Open source licensing gives you the freedom to deploy software for whatever purpose you want, even to tinker with its internals or to build complex systems with components from different developers. That's great for pilot projects and research, but when it comes to enterprisewide deployment, those same licenses can become a hindrance.
Although open source is most famously associated with the GNU General Public License, the GPL is hardly the only choice available. As of this writing, the Open Source Initiative (OSI) has approved 58 licenses as having met its definition of open source.
This proliferation of licenses can be a significant problem for corporate legal departments, according to Stuart Cohen, CEO of Open Source Development Labs (OSDL), the nonprofit advocacy organization that employs Linux creator Linus Torvalds.
"If you're the user, you have no choice," Cohen explained in a recent phone conversation. "You pick a set of solutions you want, and you're forced to go through the due diligence of all the licenses. Your other choice is to eliminate pieces that have unique licenses, but now you're getting away from your solution."
And customers aren't the only ones affected. According to Cohen, services organizations such as Capgemini, EDS, Hewlett-Packard Global Services, IBM, and Oracle have to deal with managing this abundance of licenses when providing solutions for their clients. "It's a cost for everyone," he told me.
Eric Raymond, author of The Cathedral and the Bazaar and co-founder of OSI, also chimed in, pointing out how too many licenses can lead to integration headaches. "Having lots of licenses means there are lots of ways licenses can rub up against each other when code is mixed and recombined. This creates edge cases in which people don't clearly know what their rights and liabilities are," he said.

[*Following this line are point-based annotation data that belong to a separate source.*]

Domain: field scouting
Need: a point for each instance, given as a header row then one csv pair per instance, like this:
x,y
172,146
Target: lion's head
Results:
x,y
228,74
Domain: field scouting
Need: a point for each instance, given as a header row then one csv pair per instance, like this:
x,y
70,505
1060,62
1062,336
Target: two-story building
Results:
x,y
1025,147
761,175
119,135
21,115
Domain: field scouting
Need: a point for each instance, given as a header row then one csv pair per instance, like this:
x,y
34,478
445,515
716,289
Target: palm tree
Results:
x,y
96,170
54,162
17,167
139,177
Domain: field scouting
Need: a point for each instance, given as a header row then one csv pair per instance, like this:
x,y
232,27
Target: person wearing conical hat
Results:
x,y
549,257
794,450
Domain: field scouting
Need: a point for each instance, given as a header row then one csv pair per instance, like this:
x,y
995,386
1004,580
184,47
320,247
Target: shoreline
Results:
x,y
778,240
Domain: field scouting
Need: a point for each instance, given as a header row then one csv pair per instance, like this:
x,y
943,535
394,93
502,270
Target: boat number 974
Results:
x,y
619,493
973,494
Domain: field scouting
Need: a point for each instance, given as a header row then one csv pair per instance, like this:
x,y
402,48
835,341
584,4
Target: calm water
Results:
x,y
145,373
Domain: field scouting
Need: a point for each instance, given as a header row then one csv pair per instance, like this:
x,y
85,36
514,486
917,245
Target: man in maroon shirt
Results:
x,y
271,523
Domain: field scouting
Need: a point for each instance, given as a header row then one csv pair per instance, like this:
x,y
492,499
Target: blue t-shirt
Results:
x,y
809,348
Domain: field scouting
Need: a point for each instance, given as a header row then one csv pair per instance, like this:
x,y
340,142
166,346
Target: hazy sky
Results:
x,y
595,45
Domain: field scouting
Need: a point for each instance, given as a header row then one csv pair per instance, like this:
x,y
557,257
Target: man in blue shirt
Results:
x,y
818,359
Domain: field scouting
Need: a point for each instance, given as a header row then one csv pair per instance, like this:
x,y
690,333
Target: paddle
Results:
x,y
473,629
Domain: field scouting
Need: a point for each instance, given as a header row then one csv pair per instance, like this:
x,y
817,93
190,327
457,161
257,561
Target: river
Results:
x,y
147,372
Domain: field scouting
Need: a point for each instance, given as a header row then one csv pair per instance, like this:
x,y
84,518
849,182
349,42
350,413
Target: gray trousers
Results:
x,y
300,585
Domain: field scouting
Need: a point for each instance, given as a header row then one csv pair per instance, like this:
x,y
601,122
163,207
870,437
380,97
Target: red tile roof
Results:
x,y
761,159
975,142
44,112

The open source community, including OSDL, OSI, the FSF (Free Software Foundation), and a number of software vendors and customers, has been discussing the need for license consolidation for nearly a year. Cohen feels that in an ideal world there should be no more than six or 10 licenses that cover 80 percent of the projects out there. And yet no clear solution is in sight.
According to Raymond, OSI is considering assigning certain licenses "Preferred" or "Best Practice" status and steering projects toward them. But that policy doesn't seem likely to dissuade companies that have evaluated available licenses and have chosen to create new ones anyway. For example, Computer Associates announced its own license last year, and Sun Microsystems revealed still another in January.
Raymond refers to such company-specific licenses as "corporate vanity licenses," but Cohen disagrees. Given the cost of drafting and maintaining a new license, he says, there's more to it than that. As proof, Cohen offers the fact that CA and others have indicated their willingness to work with the community to create standardized, corporate-friendly licenses.
"The most important news is that the big vendors are interested in getting together to talk about how we can work together on this, as well as members of the development community and the users," Cohen said.
That last part is key. As users and customers of open source, it's up to us to explain how license proliferation affects our ability to bring solutions to market quickly. That's a message that major sponsors of open source projects will understand. Voice your concerns to your vendors; let the industry know we want a simplified playing field for open source licensing.